What’s more? Walsh shared, “When things were at their worst I was eating soup, rice pudding, tins of ravioli and spaghetti and many, many omelettes, all augmented by three prescribed nutritional milk drinks a day. I lost quite a bit of weight,” adding, “After only two cycles of the treatment my diet started to return to normal and I was eating a full diet after six months. The thing I enjoyed most was the first big steak. My speech is completely back to normal and at work I speak regularly on headsets without problems.”

One important thing to keep in mind: this trial focused on especially tough head and neck cancers that aren’t connected to HPV. These tend to be even more stubborn, so seeing good responses here means the results matter even more.
Looking at survival, patients getting the jab lived a median of 12.5 months after starting.
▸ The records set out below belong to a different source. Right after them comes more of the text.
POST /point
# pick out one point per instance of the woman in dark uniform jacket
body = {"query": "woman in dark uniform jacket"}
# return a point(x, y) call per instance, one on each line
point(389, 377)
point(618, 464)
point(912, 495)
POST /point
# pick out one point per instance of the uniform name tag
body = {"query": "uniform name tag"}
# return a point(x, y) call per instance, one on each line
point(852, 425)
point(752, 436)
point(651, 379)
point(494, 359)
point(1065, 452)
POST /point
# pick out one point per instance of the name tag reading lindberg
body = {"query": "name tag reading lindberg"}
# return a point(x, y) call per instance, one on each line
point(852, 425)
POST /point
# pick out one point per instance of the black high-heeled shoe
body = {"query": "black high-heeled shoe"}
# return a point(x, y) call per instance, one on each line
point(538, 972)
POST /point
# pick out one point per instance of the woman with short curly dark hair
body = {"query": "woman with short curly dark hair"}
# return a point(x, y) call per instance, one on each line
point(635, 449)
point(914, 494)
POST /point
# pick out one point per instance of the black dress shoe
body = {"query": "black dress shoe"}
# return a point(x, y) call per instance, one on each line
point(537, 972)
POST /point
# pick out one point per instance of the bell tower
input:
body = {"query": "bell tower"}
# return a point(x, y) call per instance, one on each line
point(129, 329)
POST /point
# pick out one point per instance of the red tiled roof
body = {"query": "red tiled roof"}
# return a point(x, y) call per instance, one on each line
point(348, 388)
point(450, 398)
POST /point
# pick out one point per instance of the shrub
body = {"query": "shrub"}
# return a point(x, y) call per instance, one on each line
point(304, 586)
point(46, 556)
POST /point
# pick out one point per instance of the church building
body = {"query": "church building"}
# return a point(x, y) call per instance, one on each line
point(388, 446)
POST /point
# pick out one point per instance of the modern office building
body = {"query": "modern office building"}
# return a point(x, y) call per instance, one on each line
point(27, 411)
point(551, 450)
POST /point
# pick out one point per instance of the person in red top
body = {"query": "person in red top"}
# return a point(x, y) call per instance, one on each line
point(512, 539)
That might not sound world-shaking, but for this group, even that much time is a win, since survival rates are usually dismal.

However, it’s important to remember that despite its success at this stage, this jab isn’t a magic bullet or a cure. The drug’s still under study, and it’ll take bigger trials to know how well it works in the long run, how safe it really is, and who else it might help.
But the potential goes way beyond just head and neck cancer. Amivantamab’s already got approval for certain lung cancers and is being tested in around 60 trials worldwide, including for colon, stomach, and brain cancers.
As of now, scientists are eyeing a bigger trend, too, as cancer treatments are moving toward targeted injections and vaccines that train or boost your immune system, instead of just throwing toxic drugs at the disease. Instead of nuking the whole body, it’s about getting smarter and more personal with treatment.
Cancer medicine has seen more “breakthroughs” than it can count, and plenty fizzle out in later studies. Even so, most doctors agree: these results are hard to ignore. For patients running out of options and time, a single jab that can shrink or erase tumors delivers something cancer treatment rarely promises: real hope.